Even as the Vijayawada Municipal Corporation (VMC) officials have started looking out for snake catchers, their attempts seem to be bearing no fruits as the handful of snake catchers have apparently migrated to safer places from their flood-ravaged localities.
The officials say they require 6 to 10 snake catchers for deploying them in the flood affected areas in the city. Officials say two to three families of snake catchers used to live near Pandit Nehru Bus Station (PNBS) and a few others near Durga Mahal and Sailaja theatres.

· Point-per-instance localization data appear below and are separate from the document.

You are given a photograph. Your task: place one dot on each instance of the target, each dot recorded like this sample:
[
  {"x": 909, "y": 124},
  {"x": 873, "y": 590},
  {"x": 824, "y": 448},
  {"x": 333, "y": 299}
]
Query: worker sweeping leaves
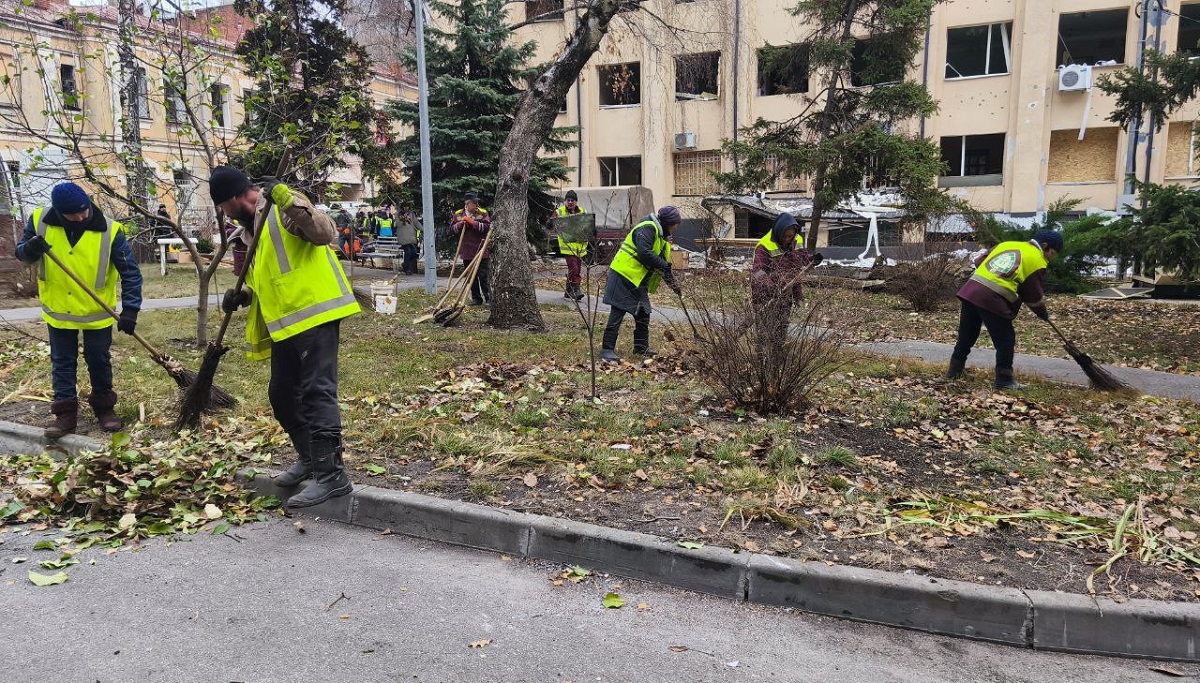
[
  {"x": 640, "y": 265},
  {"x": 298, "y": 295},
  {"x": 94, "y": 247},
  {"x": 1005, "y": 277}
]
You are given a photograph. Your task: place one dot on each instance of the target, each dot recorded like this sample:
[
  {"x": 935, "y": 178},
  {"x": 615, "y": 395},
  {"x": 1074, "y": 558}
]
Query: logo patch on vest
[{"x": 1005, "y": 263}]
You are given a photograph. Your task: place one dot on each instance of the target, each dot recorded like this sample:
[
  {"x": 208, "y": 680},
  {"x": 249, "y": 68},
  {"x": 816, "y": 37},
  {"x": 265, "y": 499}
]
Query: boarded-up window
[
  {"x": 1090, "y": 160},
  {"x": 693, "y": 169},
  {"x": 1181, "y": 150}
]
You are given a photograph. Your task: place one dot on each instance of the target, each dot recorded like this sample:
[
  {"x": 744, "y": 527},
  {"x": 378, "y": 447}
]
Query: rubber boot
[
  {"x": 301, "y": 468},
  {"x": 329, "y": 478},
  {"x": 66, "y": 417},
  {"x": 1005, "y": 381},
  {"x": 957, "y": 370},
  {"x": 102, "y": 405}
]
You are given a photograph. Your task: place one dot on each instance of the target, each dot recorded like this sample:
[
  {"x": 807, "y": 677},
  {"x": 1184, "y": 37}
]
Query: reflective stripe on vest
[
  {"x": 573, "y": 249},
  {"x": 1007, "y": 267},
  {"x": 64, "y": 303},
  {"x": 627, "y": 264},
  {"x": 297, "y": 285}
]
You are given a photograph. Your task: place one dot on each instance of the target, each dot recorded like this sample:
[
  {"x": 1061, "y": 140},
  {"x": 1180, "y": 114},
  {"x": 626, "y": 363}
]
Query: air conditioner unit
[{"x": 1074, "y": 78}]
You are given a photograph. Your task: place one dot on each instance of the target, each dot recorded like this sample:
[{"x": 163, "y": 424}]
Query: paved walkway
[
  {"x": 340, "y": 603},
  {"x": 1165, "y": 384}
]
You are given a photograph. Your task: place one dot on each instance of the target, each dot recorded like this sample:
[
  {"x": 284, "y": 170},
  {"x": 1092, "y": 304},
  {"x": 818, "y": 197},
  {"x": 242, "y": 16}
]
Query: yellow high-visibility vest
[
  {"x": 297, "y": 287},
  {"x": 1008, "y": 265},
  {"x": 773, "y": 250},
  {"x": 65, "y": 305},
  {"x": 565, "y": 247},
  {"x": 627, "y": 264}
]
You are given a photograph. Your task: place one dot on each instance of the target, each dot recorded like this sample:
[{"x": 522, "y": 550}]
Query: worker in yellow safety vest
[
  {"x": 94, "y": 247},
  {"x": 298, "y": 295},
  {"x": 574, "y": 252},
  {"x": 1005, "y": 277},
  {"x": 642, "y": 263}
]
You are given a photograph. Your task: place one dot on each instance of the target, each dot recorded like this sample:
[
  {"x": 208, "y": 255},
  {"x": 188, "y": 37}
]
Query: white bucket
[{"x": 385, "y": 305}]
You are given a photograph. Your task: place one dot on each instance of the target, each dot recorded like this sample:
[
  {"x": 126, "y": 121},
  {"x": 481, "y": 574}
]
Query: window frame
[
  {"x": 1006, "y": 34},
  {"x": 616, "y": 169}
]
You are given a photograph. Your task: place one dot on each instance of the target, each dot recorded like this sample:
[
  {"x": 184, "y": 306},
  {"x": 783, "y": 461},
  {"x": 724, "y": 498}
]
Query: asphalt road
[{"x": 262, "y": 609}]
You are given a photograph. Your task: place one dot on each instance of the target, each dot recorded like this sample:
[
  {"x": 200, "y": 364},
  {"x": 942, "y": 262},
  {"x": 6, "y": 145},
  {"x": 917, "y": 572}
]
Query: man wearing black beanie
[
  {"x": 94, "y": 247},
  {"x": 298, "y": 295}
]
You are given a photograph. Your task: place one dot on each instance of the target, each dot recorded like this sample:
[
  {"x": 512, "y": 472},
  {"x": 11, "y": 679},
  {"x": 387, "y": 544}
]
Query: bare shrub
[
  {"x": 928, "y": 283},
  {"x": 765, "y": 358}
]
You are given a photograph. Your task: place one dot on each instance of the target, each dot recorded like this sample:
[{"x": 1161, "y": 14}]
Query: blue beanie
[
  {"x": 69, "y": 198},
  {"x": 670, "y": 216},
  {"x": 1053, "y": 239}
]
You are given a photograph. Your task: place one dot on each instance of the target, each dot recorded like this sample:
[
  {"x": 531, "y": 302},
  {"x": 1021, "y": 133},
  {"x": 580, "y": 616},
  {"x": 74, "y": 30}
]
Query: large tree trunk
[{"x": 514, "y": 300}]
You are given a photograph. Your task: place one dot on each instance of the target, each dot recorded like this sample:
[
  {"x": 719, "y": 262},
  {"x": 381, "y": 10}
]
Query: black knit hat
[{"x": 226, "y": 183}]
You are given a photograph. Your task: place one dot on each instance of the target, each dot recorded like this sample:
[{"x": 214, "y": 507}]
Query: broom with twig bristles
[
  {"x": 196, "y": 399},
  {"x": 1102, "y": 379}
]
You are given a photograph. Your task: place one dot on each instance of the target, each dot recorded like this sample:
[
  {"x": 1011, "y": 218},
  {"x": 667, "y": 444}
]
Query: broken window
[
  {"x": 621, "y": 171},
  {"x": 978, "y": 51},
  {"x": 783, "y": 70},
  {"x": 876, "y": 63},
  {"x": 621, "y": 84},
  {"x": 694, "y": 172},
  {"x": 544, "y": 10},
  {"x": 975, "y": 155},
  {"x": 697, "y": 76},
  {"x": 1189, "y": 30},
  {"x": 1092, "y": 37},
  {"x": 70, "y": 87}
]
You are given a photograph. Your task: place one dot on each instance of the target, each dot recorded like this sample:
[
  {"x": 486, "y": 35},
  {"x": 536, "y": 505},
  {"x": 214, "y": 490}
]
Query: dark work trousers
[
  {"x": 641, "y": 328},
  {"x": 574, "y": 265},
  {"x": 480, "y": 287},
  {"x": 304, "y": 382},
  {"x": 1000, "y": 329},
  {"x": 409, "y": 264},
  {"x": 65, "y": 360}
]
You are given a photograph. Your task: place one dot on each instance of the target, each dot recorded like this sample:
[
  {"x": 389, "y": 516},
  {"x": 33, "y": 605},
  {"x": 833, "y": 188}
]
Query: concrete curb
[{"x": 1033, "y": 619}]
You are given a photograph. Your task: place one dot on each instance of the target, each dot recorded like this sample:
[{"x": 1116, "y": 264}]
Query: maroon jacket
[
  {"x": 473, "y": 237},
  {"x": 1031, "y": 292}
]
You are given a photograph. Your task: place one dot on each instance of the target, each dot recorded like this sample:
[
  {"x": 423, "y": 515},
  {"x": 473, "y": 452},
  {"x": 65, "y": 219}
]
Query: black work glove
[
  {"x": 234, "y": 299},
  {"x": 36, "y": 247},
  {"x": 129, "y": 321}
]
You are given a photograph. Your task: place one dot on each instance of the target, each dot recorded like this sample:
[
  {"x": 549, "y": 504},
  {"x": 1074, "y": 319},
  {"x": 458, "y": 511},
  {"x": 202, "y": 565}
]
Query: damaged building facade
[{"x": 1020, "y": 124}]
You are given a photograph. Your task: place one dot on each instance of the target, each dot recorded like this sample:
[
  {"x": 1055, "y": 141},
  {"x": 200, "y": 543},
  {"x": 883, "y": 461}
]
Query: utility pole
[{"x": 423, "y": 103}]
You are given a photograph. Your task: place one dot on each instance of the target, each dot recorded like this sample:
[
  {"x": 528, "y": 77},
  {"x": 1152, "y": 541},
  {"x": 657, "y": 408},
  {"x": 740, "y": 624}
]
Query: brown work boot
[
  {"x": 66, "y": 415},
  {"x": 102, "y": 405}
]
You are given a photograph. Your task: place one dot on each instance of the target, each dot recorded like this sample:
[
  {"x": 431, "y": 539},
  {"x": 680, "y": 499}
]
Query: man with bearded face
[
  {"x": 94, "y": 247},
  {"x": 298, "y": 295}
]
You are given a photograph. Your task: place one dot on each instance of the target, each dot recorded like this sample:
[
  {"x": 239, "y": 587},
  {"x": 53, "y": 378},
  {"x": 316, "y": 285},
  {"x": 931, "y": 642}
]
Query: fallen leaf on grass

But, they were not to be seen now. They plan to bring them from the outskirts of the city.
Officials decided to hire snake catchers as snakebite case was reported from a flood-hit locality in Yanamalakuduru downstream of Prakasam Barrage. A 30-year old person was bitten by the reptile when he was trying to clean his house after the water had receded. He was given first aid and admitted to hospital. People of other localities, both upstream and downstream of the barrage, have been coming across live as well as dead baby pythons and cobras.
Deputy DMHO and flood camp officer Kolli Srikaruna Murthy says floods drive snakes and rodents into areas that they may not venture into normally, such as homes and storage buildings. Floods could cause new infestations of insects, rodents, snakes and other pests that can cause health problems for humans and livestock.
Anti-venom at PHCs
As a precautionary measure, anti-venom has been kept ready at all the Primary Health Centres (PHCs).
There may be an increase in snakes and rodents in homes or near piles of debris outside, around stalled automobiles, near or inside outbuildings or any area that offers shelter, he cautioned.